Jean-Louis Comolli and Jean Narboni are very structuralist in nature, when it comes to thinking of film critically. They show support towards this ideology when they state that "scientific criticism has an obligation to define its field and methods. This implies awareness of its own historical and social situation, a rigorous analysis of the proposed field of study, the conditions which make the work necessary and those which make it possible, and the special function it intends to fulfill" (686). They say that their object is to "not to reflect upon what we 'want' (would like) to do, but upon what we are doing and what we can do, and this is impossible without an analysis of the present situation" (686). They speak of where this occurs, the films, and the critical function of those films.
Comolli and Narboni talk of their magazine and how they should go about writing in it. The situation they believe to be in is not to talk about pure film, but rather study the history of a film and how it is produced, manufactured, distributed, and understand. They ask "what is the film today? This is the relevant question; not, as it possibly once was: what is the cinema? We shall not be able to ask that again until a body of knowledge, of theory, has been evolved (a process to which we certainly intend to contribute) to inforrn what is at present an empty term, with a concept" (687).

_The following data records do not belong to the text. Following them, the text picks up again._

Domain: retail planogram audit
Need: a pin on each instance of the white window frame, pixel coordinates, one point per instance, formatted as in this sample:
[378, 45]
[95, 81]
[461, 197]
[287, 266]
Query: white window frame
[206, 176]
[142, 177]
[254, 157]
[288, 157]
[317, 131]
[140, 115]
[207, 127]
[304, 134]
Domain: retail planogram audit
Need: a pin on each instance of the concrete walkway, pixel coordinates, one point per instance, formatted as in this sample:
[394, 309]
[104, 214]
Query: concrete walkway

On the idea of film, they question what it is and they come to the thought that it is somewhat a "product, manufactured within a given system of economic relations, and involving labour [Money] to produce a commodity, possessing exchange value governed by the laws if the market" (688). They also believe that it's "an ideological product of the system, which means capitalism" (688). They believe filmmakers can't change this and that criticism helps define the changes of these and what conditions those changes. They continue to state that all films are political in nature and are similar to that of literature production.